Settlement of lobbyist Kevin Sloat’s case falls short, key lawyer says

SACRAMENTO -- An attorney who aided an investigation that resulted in fines against lobbyist Kevin Sloat said the settlement of the matter approved Thursday by the state Fair Political Practices Commission falls short and fails to address some of the most serious allegations involving elected officials.

“It’s not sufficient,” attorney Jesse Ortiz. “I think Mr. Sloat should be held accountable for all of his actions and not just some of them, which is what the FPPC decided to do.”

Ortiz represents Rhonda Smira, a former employee of Sloat’s lobbying firm who sued the lobbyist, claiming she was wrongly fired after complaining about illegal gifts and campaign contributions being made by the firm to a large number of members of the Legislature.

The lawsuit triggered an FPPC probe, and the panel Thursday approved a settlement that fines Sloat and his firm $133,500.


“With this case we have a proposed record lobbying-case fine,” Gary Winuk, the FPPC enforcement chief, told the commission. “We’ve increased our enforcement on the issue of lobbying.”

Commissioner Gavin Hachiya Wasserman noted that the case involved “quite a few” fundraisers.

Sloat admitted to making improper campaign contributions to 37 politicians in the form of expensive wine, liquor and cigars provided at fundraisers, as well improperly arranging gifts including sports tickets for three officials.

The elected officials who received improper contributions, including Gov. Jerry Brown, Senate leader Darrell Steinberg and Assembly Speaker John Perez, are receiving warning letters after FPPC investigators determined they did not know that Sloat covered some fundraising expenses.

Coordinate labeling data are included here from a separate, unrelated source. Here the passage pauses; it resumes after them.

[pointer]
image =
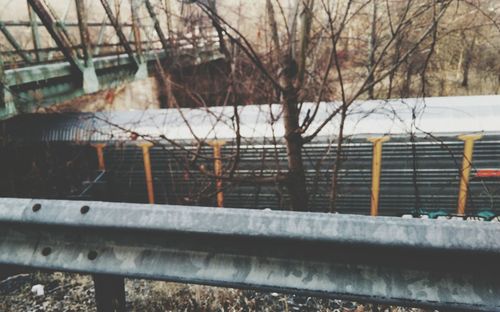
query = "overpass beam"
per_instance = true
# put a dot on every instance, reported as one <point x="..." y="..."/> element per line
<point x="90" y="81"/>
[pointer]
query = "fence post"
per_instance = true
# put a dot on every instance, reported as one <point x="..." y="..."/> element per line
<point x="376" y="169"/>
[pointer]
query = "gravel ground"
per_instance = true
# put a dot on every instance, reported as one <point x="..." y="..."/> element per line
<point x="74" y="292"/>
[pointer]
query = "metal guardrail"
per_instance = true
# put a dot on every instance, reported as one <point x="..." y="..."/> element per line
<point x="428" y="263"/>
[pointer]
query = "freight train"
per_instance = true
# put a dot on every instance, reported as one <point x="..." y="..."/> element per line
<point x="431" y="156"/>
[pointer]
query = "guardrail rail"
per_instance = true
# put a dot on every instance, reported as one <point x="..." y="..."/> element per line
<point x="427" y="263"/>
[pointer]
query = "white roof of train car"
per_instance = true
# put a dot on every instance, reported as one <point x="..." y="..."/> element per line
<point x="437" y="115"/>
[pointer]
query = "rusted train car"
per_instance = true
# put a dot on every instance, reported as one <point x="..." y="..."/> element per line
<point x="408" y="156"/>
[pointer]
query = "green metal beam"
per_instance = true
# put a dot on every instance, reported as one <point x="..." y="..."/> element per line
<point x="35" y="34"/>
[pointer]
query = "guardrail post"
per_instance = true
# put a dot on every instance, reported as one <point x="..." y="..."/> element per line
<point x="147" y="170"/>
<point x="469" y="140"/>
<point x="109" y="293"/>
<point x="376" y="169"/>
<point x="217" y="144"/>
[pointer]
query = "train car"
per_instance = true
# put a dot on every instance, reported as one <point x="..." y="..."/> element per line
<point x="430" y="156"/>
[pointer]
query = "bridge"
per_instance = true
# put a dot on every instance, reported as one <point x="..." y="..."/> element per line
<point x="68" y="58"/>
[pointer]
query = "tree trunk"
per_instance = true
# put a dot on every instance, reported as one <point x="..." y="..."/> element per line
<point x="373" y="47"/>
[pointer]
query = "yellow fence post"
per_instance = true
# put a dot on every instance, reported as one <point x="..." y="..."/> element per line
<point x="147" y="170"/>
<point x="376" y="169"/>
<point x="217" y="144"/>
<point x="469" y="140"/>
<point x="100" y="155"/>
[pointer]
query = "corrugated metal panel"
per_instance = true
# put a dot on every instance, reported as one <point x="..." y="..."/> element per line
<point x="434" y="185"/>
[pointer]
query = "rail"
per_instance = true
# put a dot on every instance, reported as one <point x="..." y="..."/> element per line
<point x="428" y="263"/>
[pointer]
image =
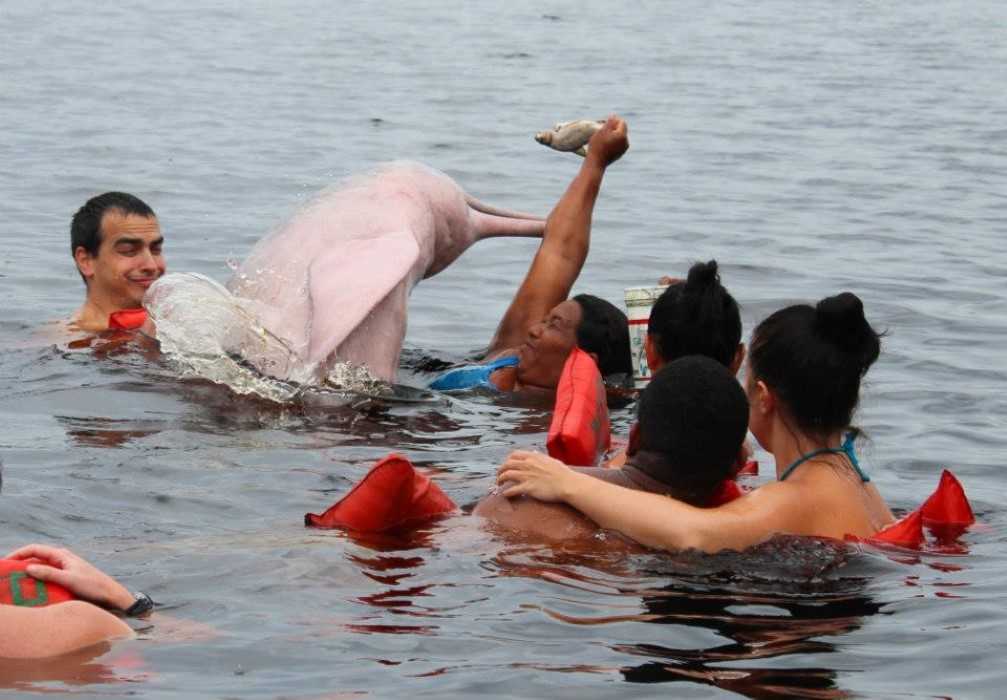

But the settlement makes no mention of other allegations in the lawsuit, including one that Sloat represented a Northern California Native American tribe and “hosted countless legislators, legislative staff and administrative staff on expensive golf outings on the tribe’s golf course.” Smira alleged in the lawsuit she made many of the arrangements herself.

Winuk said his investigators looked at that issue. “There were no violations by Mr. Sloat or his firm related to Yocha Dehe golf games,” Winuk said.

The lawsuit also alleges that a state assemblyman received an unreported gift when Sloat “made arrangements” with a Cuban artist to sell the lawmaker a painting at a “deep discount from the asking price” The art was sold at “nearly 50% below the asking price,” the lawsuit alleged. “The price was not available to any member of the general public.”

Ortiz said the lawmaker who bought the painting from Cuban artist Javier Guerra is Assemblyman Isadore Hall III (D-Compton) and that it should have been reported as a gift.

Hall declined comment on the allegation. Winuk said there was insufficient evidence of a violation. “We’re not investigating that any further,” he said.

Responded Ortiz: “I’m disappointed they are not pursuing it. I understand when things are settled that there is give and take from both sides, but here the FPPC fell short of what they were charged with doing.”

The settlement also makes no mention of an allegation in the lawsuit that an unidentified “Senator A” received help from Sloat attending a San Francisco 49ers-New York Giants playoff game, including free access to the field. Lobbyists are prohibited from arranging gifts or favors for elected officials.

Steinberg (D-Sacramento) said he bought tickets for himself and his family to attend the playoff game, and that access to the field was arranged by the 49ers. The team was a client of Sloat’s until it recently dropped him as its lobbyist.


The 49ers contend that there is no monetary value to a field pass, because it cannot be bought, and therefore it need not be reported as a political gift.

“We’ve been led to believe he [Steinberg] is the ‘Senator A’ referred to, even though certain assertions are inconsistent with the facts,” said Rhys Williams, a spokesman for the senator.

Winuk said that his investigators looked at the allegations and will not be pursuing any action. “There was no evidence that supported a violation of the law,” he said.

Ortiz said he will continue his investigation as part of the civil lawsuit, and that he plans to take depositions from legislators, including Hall and Steinberg.